An Untitled Series of Original Reflected Duplicate Works
SEVENTH Gallery, 2015
Is a chair still a chair when in powder form?
For An untitled series of reflected works, Leanne Failla presents four monochrome grids. The grids have quite a tactile quality, consisting of an original Eames DSR and a replica. Dis-assembled, grated, drilled and blended, the chairs have been reduced to pigment and fragment, brushed out systematically upon a paper backing. untitled (original), untitled (replica), untitled (original duplicate), untitled (replica duplicate), the works reflect and mirror each other, creating a space of soft contemplation.
Focusing on the process of making, Failla’s grids rest within a site of making and non-making, a tension between the brutal force of deconstructing the chairs, and the calm monochrome lines of squares, gently adhered. Through a meditative process of repetitious dabbing, each square (and space between) is laid out with meticulous care, brushed out upon the paper base. Simple in its materials, considered in its affect.
This repeated process allows the works to be considered in terms of their processes and materials. For painting, this is paint, canvas, and the action (process) of painting. Failla’s work is similar in this regard in its simplicity - recomposed chair, adhesive, paper, and process. There is, of course, an obvious difference within An untitled series of reflected works: Eames DSR and replica are not commonly listed as materials in the construction of a painterly form.
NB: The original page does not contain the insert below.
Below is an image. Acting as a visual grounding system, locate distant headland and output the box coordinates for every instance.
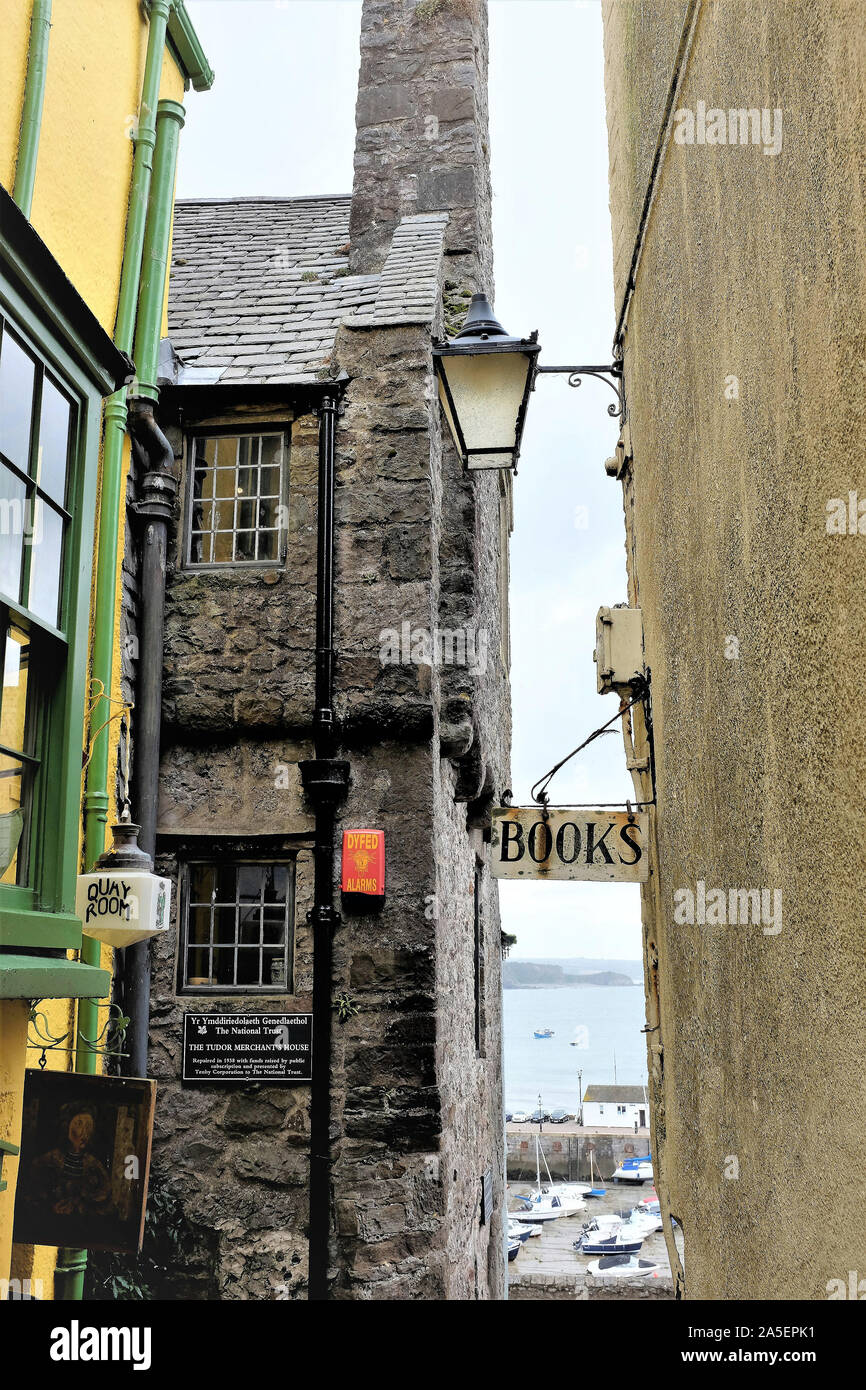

The undulating flow of soft grey to white grid sits in soft contrast to the destructive process in which the works have been prepared. Not that I see these works, or their process of making, as a display of aggression towards the former chairs. Instead, the process can be viewed as a form of ‘de-creation’, a term curator Omar Khoelif uses to discuss Christodoulos Panayiotou, Two Days After Forever, presented at The Cyprus Pavilion for this year’s 56th Venice Biennale.
De-creation refers to the reduction of an object to its base material form, transforming it so far as to be rather unrecognisable as the object it once was. It speaks of arts ability to manipulate and reconsider materials. It also reflects upon arts reliance upon its materials, the concept of a work embodied through the materials chosen. Particularly, Khoelif is referencing Panayiotou’s untitled, 2015, seven pairs of custom-made shoes, tailored using the leather from fake designer handbags purchased through the street vendors of Venice.
Both Failla and Panayiotou are quite consciously questioning notions of authenticity, and how we construct an objects value. Does the craftsmanship of a tailored shoe make up for its fraudulent beginnings as designer fake? Does the powder and fragment of the Eames DSR hold more value than the replica? Deliberately leaving these questions unanswered, both exhibitions leave them tangibly present, lingering within the exhibition space. With Failla’s untitled series, replica, original and duplicate are indistinguishable but for title; the title of authenticity becomes the differing mark.
Failla and Panayiotou’s works are linked by this common questioning of authenticity and the cult status of rarefied objects, commodities whose value is increased due to their scarcity or expense of supply. The very fact that replica Eames chairs and knock-off designer bags exists highlights the economically driven cult positioning within which these objects exist.
This phenomena of the cult object is one with a long back-history of thought, particularly linked to contemporary mindsets through the writings of Walter Benjamin. In his text, The Work of Art in the Age of Mechanical Reproduction, Benjamin considers the positioning of the cult object through the aura it emanates, and its use within ritual.
When Benjamin discusses the aura of an object, he does so through a phenomenological perspective, discussing its affect upon you, the sensation of feeling the shadow of a tree, the responsive feeling we experience when viewing a mountain range or painting. It is a relational way of considering the objects around us and spaces we inhabit, quite clearly focused on our perception as a driving force for the meaning created.
Written at a time in which mass production was being comprehended for its advantageous social uses, he argues that the aura of the cult object is diminished within the age of mechanical reproduction, the aura being the singular qualities inherent to the object. As he argues, mass reproducibility, “substitutes a plurality of copies for a unique existence.” The unique conditioning in which the cult object exists is diminished and denied by the ability for the object to be reproduced at a mass scale.
As Failla and Panayiotou highlight, however, the potential for mass reproducibility has done anything but reduce the aura of the cult object. Creating further cult objects themselves, Failla and Panayiotou highlight the mass-producible cult object as a product of our times, within the ritual turns of late capitalist thought.